I would stand against your faith when it tries to enter my son's classroom, or invade my Constitution and my courts. When it perverts science and literature in the name of a prudish morality, I will be against it.

But if your faith tells you you will meet your dead child again in another world, or you will live again in this one and have another chance to overcome what has dragged you into the dunghill, or that your suffering friend is at peace and in a better world than this when he closes his eyes, I have no desire to take that away from you. Not for anything. I don't think Ingersoll would, either.

This critique of a program by Richard Dawkins (another hero of modern biology) suggests he is making some of the same mistakes.

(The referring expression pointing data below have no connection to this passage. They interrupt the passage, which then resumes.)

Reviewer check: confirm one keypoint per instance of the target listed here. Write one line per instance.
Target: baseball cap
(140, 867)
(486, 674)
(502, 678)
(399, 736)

Hollywood, of course, has been a faith-free zone for years. At least for humans who are not villains:

Despite the claims of the anti-religious crusaders - especially in the US - that the Christian right is on the rise, in fact in cultural terms it is increasingly marginalised. Films with a Christian message find it difficult to convey a powerful sense of faith and meaning. Instead, religious values and beliefs tend to be transmitted through non-human anthropomorphic forms. The attempt to endow even the behaviour of penguins with transcendental meaning - in the widely acclaimed March of the Penguins - is symptomatic of this theological illiteracy. The enthusiasm with which Christian organisations embraced March of the Penguins showed up their disorientation, if not desperation, rather than their aggressive confidence. After the penguin it is the turn of another animal - Aslan, the lion in the Narnia film - to serve as a symbol of innocence, sacrifice and resurrection. What beast will Christian filmmakers pick next?

Could you even make "Ben Hur" today? No Oil for Pacifists has some balance sheets on the good and bad that faithful Christans do in the world.